Thursday, April 5, 2012

A hummingbird zipped around the currants near the parking lot.  I didn't have my good camera.  I stood still for several minutes and watched as he sipped a tiny amount from each of dozens of flowers.  It's hard to imagine that the minute quantities of nectar supplied enough calories to zip around like that, but I guess weighing about the same as a nickel makes it easier.  He flashed green and ruby in the afternoon sun.  I looked around, hoping to see his nest, but I couldn't find one.  Some of the currants, the ones that weren't butchered, are covered in blossoms.  The ice storm in January does not seem to have harmed them.

Wednesday, April 4, 2012

We went to the beach at sunset, but it was a uniform, featureless gray-blue.  We did see Venus, very bright in the hazy blue sky.  The moon also came up as we were hiking back up the trail. 

Tuesday, April 3, 2012

The rocks of ELP have been through hell.  Many times.  These rocks might be as young as 100 years old, as in the case of petrified wood, but most of them are millions of years old.  I would venture that none of these rocks are billions of years old, in their present form.  The location on Earth where ELP now sits was once the middle of the ocean.  These rocks were once molten magma deep inside the Earth.  The actual atoms within the rocks may have started in the Earth's mantle, been spewed out as lava, been churned back into the mantle by plate tectonics, and gone through that cycle hundreds of times.  Before that, the atoms in these stones, as well as the atoms in your body, were forged in the furnace of a distant star that exploded.  Although these stones are millions of years old, on average, they are constantly renewed and recycled by the Earth. 

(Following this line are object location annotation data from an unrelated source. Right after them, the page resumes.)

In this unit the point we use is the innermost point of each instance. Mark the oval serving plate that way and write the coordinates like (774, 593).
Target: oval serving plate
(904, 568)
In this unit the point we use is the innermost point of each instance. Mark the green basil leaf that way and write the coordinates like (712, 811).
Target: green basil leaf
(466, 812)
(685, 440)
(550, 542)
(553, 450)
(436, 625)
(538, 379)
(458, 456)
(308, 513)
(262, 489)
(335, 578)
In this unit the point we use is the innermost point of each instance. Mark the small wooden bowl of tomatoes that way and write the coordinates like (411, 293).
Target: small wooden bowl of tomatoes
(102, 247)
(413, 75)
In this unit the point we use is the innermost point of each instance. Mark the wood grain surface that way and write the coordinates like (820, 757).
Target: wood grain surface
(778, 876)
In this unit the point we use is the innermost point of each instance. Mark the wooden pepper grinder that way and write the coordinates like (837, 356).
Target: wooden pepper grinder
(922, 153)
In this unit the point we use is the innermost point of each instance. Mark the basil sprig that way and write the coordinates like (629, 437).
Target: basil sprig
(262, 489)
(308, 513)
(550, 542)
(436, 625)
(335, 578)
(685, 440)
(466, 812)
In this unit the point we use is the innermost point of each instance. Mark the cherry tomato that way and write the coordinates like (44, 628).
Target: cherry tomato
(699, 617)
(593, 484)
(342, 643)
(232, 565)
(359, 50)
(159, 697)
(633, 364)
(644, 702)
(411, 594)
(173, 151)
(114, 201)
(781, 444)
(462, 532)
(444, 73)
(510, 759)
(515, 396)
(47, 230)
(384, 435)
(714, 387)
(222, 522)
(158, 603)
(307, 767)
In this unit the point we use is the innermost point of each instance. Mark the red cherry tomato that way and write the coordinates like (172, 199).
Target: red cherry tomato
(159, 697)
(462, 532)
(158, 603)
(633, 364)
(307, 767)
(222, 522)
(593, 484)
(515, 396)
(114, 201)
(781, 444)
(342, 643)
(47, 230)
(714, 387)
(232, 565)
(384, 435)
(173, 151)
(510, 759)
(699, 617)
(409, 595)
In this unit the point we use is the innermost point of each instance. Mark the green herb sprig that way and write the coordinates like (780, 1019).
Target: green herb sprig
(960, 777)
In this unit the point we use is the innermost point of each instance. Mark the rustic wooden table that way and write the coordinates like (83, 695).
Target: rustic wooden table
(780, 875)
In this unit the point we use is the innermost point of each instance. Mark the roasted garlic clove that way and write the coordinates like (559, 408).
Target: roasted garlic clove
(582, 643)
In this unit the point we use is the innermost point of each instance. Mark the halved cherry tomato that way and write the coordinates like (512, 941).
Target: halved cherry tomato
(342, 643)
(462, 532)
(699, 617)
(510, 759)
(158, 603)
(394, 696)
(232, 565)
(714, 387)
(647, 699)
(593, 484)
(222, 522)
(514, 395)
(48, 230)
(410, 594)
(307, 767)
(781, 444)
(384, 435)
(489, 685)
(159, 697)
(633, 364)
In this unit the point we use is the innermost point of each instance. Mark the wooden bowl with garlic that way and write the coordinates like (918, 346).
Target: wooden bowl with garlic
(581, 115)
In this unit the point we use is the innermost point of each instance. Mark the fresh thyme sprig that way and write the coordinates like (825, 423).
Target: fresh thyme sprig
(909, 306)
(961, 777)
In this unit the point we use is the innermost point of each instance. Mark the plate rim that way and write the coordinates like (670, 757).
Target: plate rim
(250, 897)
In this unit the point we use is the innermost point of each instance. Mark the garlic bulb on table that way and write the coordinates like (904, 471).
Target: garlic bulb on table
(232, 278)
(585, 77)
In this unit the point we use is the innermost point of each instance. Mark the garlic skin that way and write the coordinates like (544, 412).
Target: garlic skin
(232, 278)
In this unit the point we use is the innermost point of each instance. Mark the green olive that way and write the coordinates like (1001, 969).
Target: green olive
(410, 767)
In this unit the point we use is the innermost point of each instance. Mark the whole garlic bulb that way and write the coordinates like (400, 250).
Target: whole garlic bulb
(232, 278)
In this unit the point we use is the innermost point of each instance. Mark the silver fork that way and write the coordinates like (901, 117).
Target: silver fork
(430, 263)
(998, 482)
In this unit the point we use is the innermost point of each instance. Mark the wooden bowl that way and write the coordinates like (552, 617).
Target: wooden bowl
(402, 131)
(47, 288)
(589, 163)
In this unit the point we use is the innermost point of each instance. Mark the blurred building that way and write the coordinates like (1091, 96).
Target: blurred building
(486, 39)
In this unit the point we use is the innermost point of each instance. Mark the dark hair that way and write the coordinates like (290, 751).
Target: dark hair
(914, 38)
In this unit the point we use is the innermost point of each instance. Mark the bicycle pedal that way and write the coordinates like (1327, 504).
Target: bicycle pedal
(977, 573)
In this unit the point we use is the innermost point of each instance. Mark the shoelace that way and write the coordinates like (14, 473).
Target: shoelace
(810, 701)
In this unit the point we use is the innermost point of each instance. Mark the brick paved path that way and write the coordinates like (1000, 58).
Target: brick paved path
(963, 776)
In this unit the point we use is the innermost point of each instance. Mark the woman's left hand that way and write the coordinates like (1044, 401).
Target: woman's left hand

In comparison, the forest at ELP is very young, at about nine or ten thousand years.  Over the centuries, Puget Sound will become a lake, and it may even become a desert if the Olympics grow into a mountain range like the Cascades and cut off the flow of moisture from the ocean.  If North America is moving southwest at a pace of 1 cm per year, and the accretion of material from the pacific plate builds up at about the same rate, then in a million years, the Pacific Coast will be six miles further west of ELP than it is today.  (Maybe.  Who knows if my math is right.)  ELP can't last forever as a healthy forest.  Maybe thirty or forty thousand years would be a lot to ask.  My hope is that it could last at least five thousand years, and the yew trees I've planted could live their entire natural life spans. 

Will anything we do today matter in a million years?  Most definitely.  Species are going extinct at the fastest pace in the history of the Earth.  Human are causing the Sixth Extinction.  It's already too late for millions of species, but other species might survive if we change our ways.  Millions of species will never evolve if we kill them off today.  Locally, ELP can't survive for a million years if we don't improve its health today.

Sunday, April 1, 2012

Fifteen people took a tour of Seahurst Park today, to see the trilliums and skunk cabbage.  We saw about 400 trillium flowers on a two mile loop of the upper portion.  We also saw a portion of the park about the size of Eagle Landing Park that was completely free of invasive species.  That is my goal for ELP: free of invasive species and hundreds of trilliums.  It would require a different ethos of the visitors to the park.  The trilliums in Seahurst Park survive because relatively few people expend the time and energy to walk that two mile loop.  Fortunately.  Trilliums near the trail in ELP have mostly died out.  It would be a sign the ELP was headed in the right direction if the trail could be lined with beautiful native flowers, and visitors wouldn't take them or trample them.  Although I would love to walk a flower-lined trail, I don't plant wildflowers beside the trail because I know it would be a waste.  I should say, I don't plant them any more.  Previous efforts to beautify the park have been destroyed.  Now, I plant tough native species that can handle abuse, and I don't plant anything near the trail.